Abstract

A reversed phase liquid chromatography tandem mass spectrometry method was developed and validated for quantification of cardamonin, a potential anticancer chalcone, in rat serum. Curcumin was used as an internal standard. Following liquid-liquid extraction using n-hexane and ethyl acetate (60:40, v/v), the processed samples were chromatographed on a C18 column using acetonitrile and ammonium acetate buffer (0.01 M, pH 4.5) (85:15, v/v) as mobile phase at a flow rate of 0.6 mL min(-1). Mass spectrometric detection was performed in the negative electrospray ionization mode by multiple reaction monitoring (m/z 269→122 and 367→217 for cardamonin and curcumin, respectively). The method was validated in terms of selectivity, accuracy, precision, sensitivity, reproducibility, dilution integrity and stability. The linearity was established in the range of 1-200 ng mL(-1) (r≥0.999).
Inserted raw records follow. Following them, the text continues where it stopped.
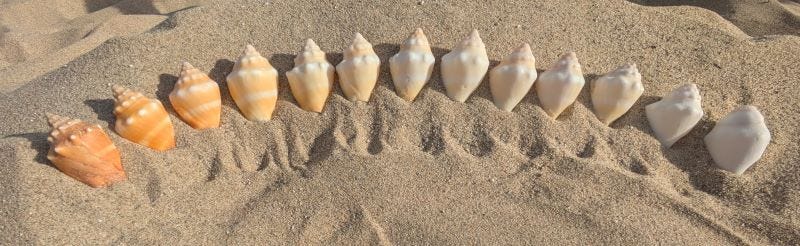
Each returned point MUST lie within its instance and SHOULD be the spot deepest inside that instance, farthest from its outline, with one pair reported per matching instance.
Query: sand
(387, 171)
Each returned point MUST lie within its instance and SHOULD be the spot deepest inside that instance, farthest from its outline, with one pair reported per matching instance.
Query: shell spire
(675, 115)
(358, 71)
(558, 87)
(253, 84)
(142, 120)
(738, 140)
(84, 152)
(311, 79)
(411, 68)
(196, 98)
(615, 93)
(463, 68)
(511, 80)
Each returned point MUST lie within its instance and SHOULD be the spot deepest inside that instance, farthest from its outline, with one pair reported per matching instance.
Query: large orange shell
(142, 120)
(253, 84)
(84, 152)
(196, 98)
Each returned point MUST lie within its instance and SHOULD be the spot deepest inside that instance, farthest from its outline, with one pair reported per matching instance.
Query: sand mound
(429, 172)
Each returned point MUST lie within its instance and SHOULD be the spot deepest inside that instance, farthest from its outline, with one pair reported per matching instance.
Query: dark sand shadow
(783, 21)
(39, 143)
(104, 109)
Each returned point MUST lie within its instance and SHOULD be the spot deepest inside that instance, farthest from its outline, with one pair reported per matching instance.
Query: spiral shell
(196, 98)
(253, 84)
(615, 93)
(412, 66)
(358, 71)
(510, 81)
(558, 87)
(675, 115)
(142, 120)
(463, 68)
(84, 152)
(311, 79)
(739, 140)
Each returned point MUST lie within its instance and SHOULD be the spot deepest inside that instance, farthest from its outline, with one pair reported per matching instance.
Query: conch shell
(675, 115)
(358, 71)
(615, 93)
(412, 66)
(84, 152)
(142, 120)
(513, 78)
(196, 98)
(738, 140)
(558, 87)
(464, 67)
(311, 79)
(253, 84)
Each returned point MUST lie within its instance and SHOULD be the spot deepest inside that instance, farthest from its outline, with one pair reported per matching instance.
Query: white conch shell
(558, 87)
(358, 71)
(511, 80)
(615, 93)
(738, 140)
(675, 115)
(412, 66)
(311, 79)
(464, 67)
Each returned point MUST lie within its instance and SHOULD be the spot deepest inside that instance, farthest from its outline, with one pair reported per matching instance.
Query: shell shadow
(165, 84)
(104, 109)
(690, 155)
(585, 97)
(39, 143)
(283, 63)
(636, 116)
(221, 69)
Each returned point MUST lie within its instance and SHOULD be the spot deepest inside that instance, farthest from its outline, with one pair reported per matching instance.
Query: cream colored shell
(511, 80)
(412, 66)
(463, 68)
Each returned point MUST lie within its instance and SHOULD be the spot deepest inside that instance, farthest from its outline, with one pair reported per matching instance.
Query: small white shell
(615, 93)
(464, 67)
(738, 140)
(675, 115)
(511, 80)
(358, 71)
(412, 66)
(311, 79)
(558, 87)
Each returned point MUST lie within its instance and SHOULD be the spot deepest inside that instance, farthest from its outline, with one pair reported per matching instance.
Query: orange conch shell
(196, 98)
(254, 85)
(142, 120)
(84, 152)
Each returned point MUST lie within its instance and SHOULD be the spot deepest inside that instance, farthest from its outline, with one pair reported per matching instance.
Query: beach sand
(387, 171)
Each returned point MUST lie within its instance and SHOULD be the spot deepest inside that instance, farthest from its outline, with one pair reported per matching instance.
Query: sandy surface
(390, 172)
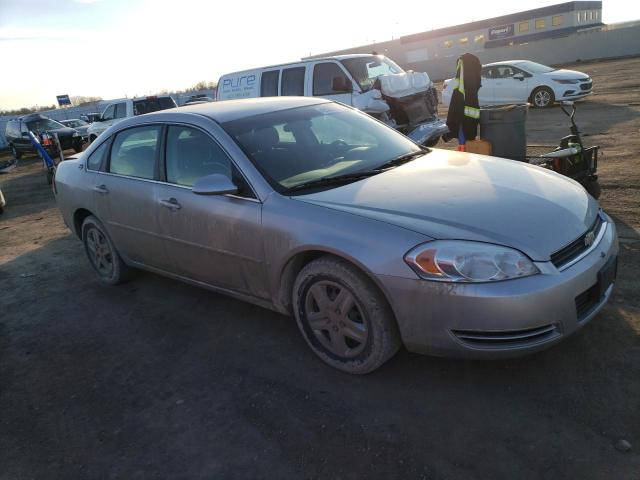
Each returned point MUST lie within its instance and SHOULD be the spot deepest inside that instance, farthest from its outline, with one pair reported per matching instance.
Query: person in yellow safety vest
(464, 110)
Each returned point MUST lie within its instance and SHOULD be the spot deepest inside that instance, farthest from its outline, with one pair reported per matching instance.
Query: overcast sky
(113, 48)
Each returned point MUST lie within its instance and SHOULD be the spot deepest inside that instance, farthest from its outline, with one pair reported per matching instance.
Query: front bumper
(501, 319)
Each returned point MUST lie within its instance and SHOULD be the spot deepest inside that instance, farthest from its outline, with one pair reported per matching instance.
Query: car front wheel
(542, 97)
(343, 317)
(102, 255)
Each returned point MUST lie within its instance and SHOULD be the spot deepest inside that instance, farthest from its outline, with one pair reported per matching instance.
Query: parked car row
(19, 142)
(523, 81)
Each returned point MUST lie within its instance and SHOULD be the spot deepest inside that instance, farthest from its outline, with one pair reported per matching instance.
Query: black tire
(106, 261)
(542, 97)
(366, 332)
(593, 188)
(16, 154)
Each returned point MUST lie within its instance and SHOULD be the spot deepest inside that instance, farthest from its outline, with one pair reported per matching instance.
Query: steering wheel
(339, 143)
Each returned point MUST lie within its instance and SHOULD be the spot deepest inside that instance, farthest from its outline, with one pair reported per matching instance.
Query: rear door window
(269, 83)
(191, 155)
(121, 110)
(323, 75)
(134, 152)
(293, 81)
(94, 161)
(109, 113)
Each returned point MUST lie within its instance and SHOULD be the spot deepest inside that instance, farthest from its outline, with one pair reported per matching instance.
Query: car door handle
(170, 203)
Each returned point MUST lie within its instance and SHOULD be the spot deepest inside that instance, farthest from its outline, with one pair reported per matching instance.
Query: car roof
(305, 60)
(33, 116)
(229, 110)
(504, 62)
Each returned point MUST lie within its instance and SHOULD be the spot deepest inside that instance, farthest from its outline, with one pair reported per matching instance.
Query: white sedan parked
(521, 81)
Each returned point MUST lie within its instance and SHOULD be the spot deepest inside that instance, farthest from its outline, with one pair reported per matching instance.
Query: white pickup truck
(374, 84)
(128, 107)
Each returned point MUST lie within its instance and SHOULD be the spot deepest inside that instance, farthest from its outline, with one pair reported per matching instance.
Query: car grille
(507, 338)
(577, 247)
(587, 301)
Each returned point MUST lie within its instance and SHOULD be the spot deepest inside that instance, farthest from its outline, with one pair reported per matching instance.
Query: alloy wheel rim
(335, 319)
(542, 98)
(99, 252)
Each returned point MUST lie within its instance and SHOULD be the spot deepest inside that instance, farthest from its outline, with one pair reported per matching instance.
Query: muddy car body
(368, 240)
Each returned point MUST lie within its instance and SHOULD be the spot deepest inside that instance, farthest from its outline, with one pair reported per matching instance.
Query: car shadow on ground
(156, 377)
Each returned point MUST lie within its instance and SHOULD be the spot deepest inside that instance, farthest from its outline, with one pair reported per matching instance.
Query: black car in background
(19, 142)
(90, 117)
(79, 125)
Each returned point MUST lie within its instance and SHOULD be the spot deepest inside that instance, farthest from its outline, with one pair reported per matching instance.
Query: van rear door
(329, 80)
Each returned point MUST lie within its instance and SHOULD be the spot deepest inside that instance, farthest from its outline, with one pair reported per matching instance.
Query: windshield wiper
(402, 159)
(333, 180)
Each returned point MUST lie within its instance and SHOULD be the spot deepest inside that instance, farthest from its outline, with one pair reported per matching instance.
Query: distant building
(489, 39)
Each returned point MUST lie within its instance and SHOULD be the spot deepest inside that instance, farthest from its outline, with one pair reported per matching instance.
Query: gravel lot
(157, 379)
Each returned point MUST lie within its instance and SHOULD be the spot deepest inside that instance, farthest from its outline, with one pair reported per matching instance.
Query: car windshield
(152, 104)
(533, 67)
(43, 124)
(75, 123)
(365, 70)
(306, 144)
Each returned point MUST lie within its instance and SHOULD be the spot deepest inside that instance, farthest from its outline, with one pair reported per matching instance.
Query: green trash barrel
(505, 127)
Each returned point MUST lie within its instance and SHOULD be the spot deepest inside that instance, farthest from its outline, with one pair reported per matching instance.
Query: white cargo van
(374, 84)
(128, 107)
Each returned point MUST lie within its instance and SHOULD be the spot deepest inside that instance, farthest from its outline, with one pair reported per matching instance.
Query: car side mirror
(215, 184)
(341, 84)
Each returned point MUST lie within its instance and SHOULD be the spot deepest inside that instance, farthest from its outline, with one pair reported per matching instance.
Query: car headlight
(565, 81)
(465, 261)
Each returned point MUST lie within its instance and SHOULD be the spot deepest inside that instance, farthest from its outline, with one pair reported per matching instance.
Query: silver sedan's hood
(457, 195)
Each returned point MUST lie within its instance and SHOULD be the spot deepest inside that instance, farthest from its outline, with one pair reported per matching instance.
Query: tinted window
(12, 129)
(323, 75)
(43, 124)
(109, 113)
(191, 155)
(152, 104)
(269, 84)
(121, 110)
(95, 159)
(134, 152)
(293, 81)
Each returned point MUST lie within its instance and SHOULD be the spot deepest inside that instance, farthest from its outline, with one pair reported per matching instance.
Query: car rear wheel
(343, 317)
(17, 155)
(102, 255)
(542, 97)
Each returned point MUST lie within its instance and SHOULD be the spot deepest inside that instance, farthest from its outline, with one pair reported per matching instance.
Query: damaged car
(406, 101)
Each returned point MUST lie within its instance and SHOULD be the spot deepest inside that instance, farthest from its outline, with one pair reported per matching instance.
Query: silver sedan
(316, 210)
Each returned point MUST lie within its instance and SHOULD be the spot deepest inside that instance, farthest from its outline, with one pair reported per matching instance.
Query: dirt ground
(157, 379)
The recovery of cardamonin from spiked serum was always >90%. The intra- and inter-day precision (%RSD) and accuracy (%bias) were well within the acceptable limits. The method was applied for single oral and intravenous dose pharmacokinetics in male and female Sprague Dawley rats. Following oral dose, cardamonin showed peak serum concentration that occurred at ∼2 h with very low bioavailability in both male (0.6%) and female (4.8%) rats. Cardamonin exhibited a significant gender influence on pharmacokinetics and bioavailability in rats.